Ormai da tempo sono molti gli autori che invitano ad adottare una prospettiva che non sia puramente tattica, ma di vera e propria visione. Non si tratta più di fare cause related marketing come negli anni novanta e duemila, ovvero varare iniziative occasionali per legare il nome o il brand dell’azienda a cause benefiche circoscritte. Ma di prendere posizione su un tema rilevante, dichiarare i valori in cui crede l’azienda e agire coerentemente e concretamente come organizzazione per avere un impatto positivo sulla società e sull’ambiente, oltre che per fare profitti. E’ un orientamento da cui già ora dipendono molte scelte di consumo delle generazioni più giovani (gli ormai mitologici Millennials e GenZ), è dunque prevedibile che possa pesare sempre di più negli anni a venire.

Il caso di successo puntualmente citato ogni qualvolta sentirete parlare di brand activism è l’azienda di abbigliamento outdoor Patagonia, con una mission diciamo ambiziosetta (“Siamo in affari per salvare il nostro pianeta”) e una brand identity caratterizzata dall’impegno verso temi come la tutela ambientale, la consapevolezza delle risorse disponibili e la sostenibilità dei processi industriali.

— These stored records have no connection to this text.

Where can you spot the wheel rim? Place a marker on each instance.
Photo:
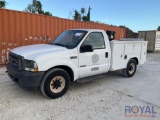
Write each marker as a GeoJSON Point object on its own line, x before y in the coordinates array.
{"type": "Point", "coordinates": [57, 84]}
{"type": "Point", "coordinates": [132, 68]}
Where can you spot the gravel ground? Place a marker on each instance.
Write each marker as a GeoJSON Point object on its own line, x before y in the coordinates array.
{"type": "Point", "coordinates": [103, 99]}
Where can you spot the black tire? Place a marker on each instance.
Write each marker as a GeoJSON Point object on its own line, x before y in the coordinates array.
{"type": "Point", "coordinates": [54, 80]}
{"type": "Point", "coordinates": [131, 68]}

A proposito di signature programs invece, il caso di riferimento è Dove con la sua campagna Real Beauty risalente addirittura al 2003: da oltre vent’anni il brand sprona la società, i media e l’industria della bellezza a cambiare il modo in cui rappresentano le donne e a fare i conti con l’impatto dannoso degli standard irrealistici di bellezza, sviluppando dal canto suo un programma di autostima per adolescenti di età compresa tra gli 11 e i 14 anni che presumibilmente ha influenzato la vita di milioni di donne e ragazze.

Il tema della bellezza “vera” è stato rilanciato da Dove come sempre urgente e perfino più attuale proprio qualche mese fa, in epoca di AI dilagante… un caso di brand activism decisamente credibile e, col senno del poi, molto lungimirante.

A questo punto la domanda può sorgere spontanea: la marca e il marketing salveranno il mondo? Difficile azzardare una risposta, ma di certo possono contribuire a renderlo un posto migliore.